WAPS
- Akron, Ohio; United States;
- Broadcast area: Summit County; Akron metro area (limited);
- Frequency: 91.3 MHz (HD Radio)
- Branding: The Summit FM

Programming
- Format: Adult Album Alternative
- Subchannels: HD2: Alternative HD3: Rock and Recovery
- Affiliations: NPR

Ownership
- Owner: Akron Public Schools; (Board of Education, Akron City School District);

History
- First air date: September 1955
- Former frequencies: 89.1 MHz (1955–1994)
- Call sign meaning: Akron Public Schools

Technical information
- Licensing authority: FCC
- Facility ID: 6051
- Class: A
- ERP: 2,000 watts (analog) 80 watts (digital)
- HAAT: 106 meters (348 ft)
- Transmitter coordinates: 41°03′18.00″N 81°31′35.00″W﻿ / ﻿41.0550000°N 81.5263889°W
- Translator: 90.1 W211BT (Athens)
- Repeater: 90.7 WKTL (Struthers)

Links
- Public license information: Public file; LMS;
- Webcast: Listen live
- Website: thesummit.fm

= WAPS (FM) =

Radio station in Akron, Ohio

WAPS (91.3 MHz) is a non-commercial educational FM radio station licensed to Akron, Ohio. Owned and operated by Akron Public Schools, the station airs an Adult Album Alternative (AAA) format as “91.3 the Summit”. WAPS has a standard analog transmission and broadcasts to over three HD Radio channels and is available online.

WAPS primarily serves the Akron metro area but also simulcasts over a single full power repeater: WKTL (90.7 FM), licensed to Struthers, and operated by Struthers High School, which broadcasts the WAPS signal to the Youngstown metro area, as well as translator W211BT, licensed to Athens.

== Funding ==
Non-commercial WAPS relies on listener membership subscriptions and donations for much of its annual revenue. Additional funding is provided by local and regional businesses and organizations, which underwrite station programming, and grant funds from local and regional philanthropic organizations. The station receives a Community Service Grant from the Corporation For Public Broadcasting. As of 2009, it receives no direct financial support from owner Akron Public Schools.

== Signal ==
Founded in September 1955, WAPS originally broadcast on 89.1 until moving to 91.3 in August 1994 to increase signal coverage. The station moved the transmitter site in December 2002 from the original antenna on top of the studio building at 70 North Broadway Street to the WVPX television tower to increase signal coverage to points west and south of Akron. In October 2008, WAPS installed a digital transmitter and panel antenna system to maximize the 2,000-watt signal and to begin broadcasting on HD Radio. As part of the HD radio initiative, it launched a HD2 audio channel originally named "Summit Flashbacks," offering a commercial-free mix of "new wave" inspired music from the years 1976 through 1994. This channel was rebranded as "The 330", with music produced by artists from northeast Ohio.

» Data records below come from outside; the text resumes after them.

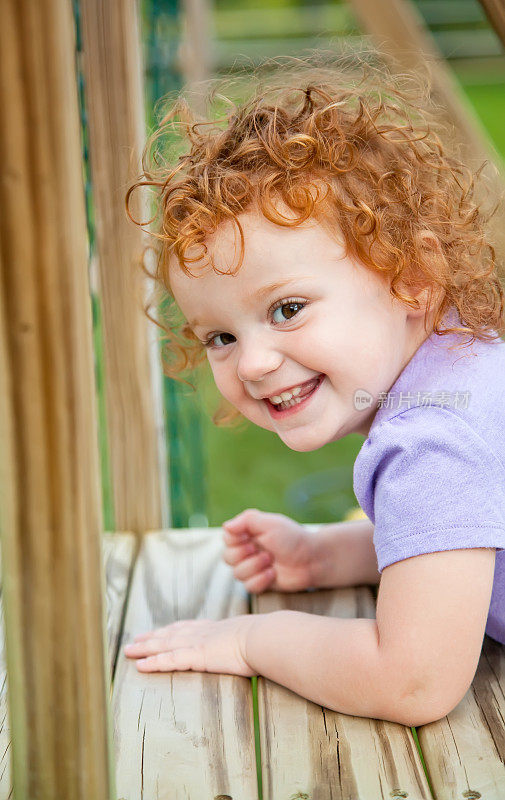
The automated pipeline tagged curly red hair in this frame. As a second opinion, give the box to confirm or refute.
[126,58,505,424]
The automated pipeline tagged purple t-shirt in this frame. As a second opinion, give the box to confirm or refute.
[354,308,505,644]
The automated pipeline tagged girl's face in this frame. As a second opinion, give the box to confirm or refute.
[170,212,426,451]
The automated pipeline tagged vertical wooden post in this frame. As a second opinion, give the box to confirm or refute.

In June 2010, WAPS launched a HD3 station for children called Kidjam! Radio. Kidjam! Radio aimed "to embrace technology by combining high-quality entertainment with a solid foundation for strengthening self-esteem, providing simple steps to good nutrition and developing a positive attitude." The station hac its own website, which included a live online audio stream: www.kidjamradio.com. Kidjam! Radio appears to have quietly gone defunct June of 2024.

In September 2011, Rock & Recovery launched a multimedia subscription-free service for those in addiction recovery, their families, and health care professionals. The inaugural broadcast took place on September 15 from Stan Hywet Hall and Gardens.

== Recognition ==
WAPS was nominated by Radio and Records Magazine's Industry Achievement Awards as "Triple A Radio Station of the Year: Markets 50+ Noncommercial" in 2006 and 2008. Readers of the local publication Akron Life and Leisure Magazine voted WAPS as "Best Radio Station" in 2006, 2007, 2009 and 2010.

WAPS was listed as one of the "40 Best Little Radio Stations in the U.S." by Paste Magazine in 2010. The station was also recognized as the "Volunteer of the Year" by Akron Public Schools in 2010 for their Music Alive instrument donation program.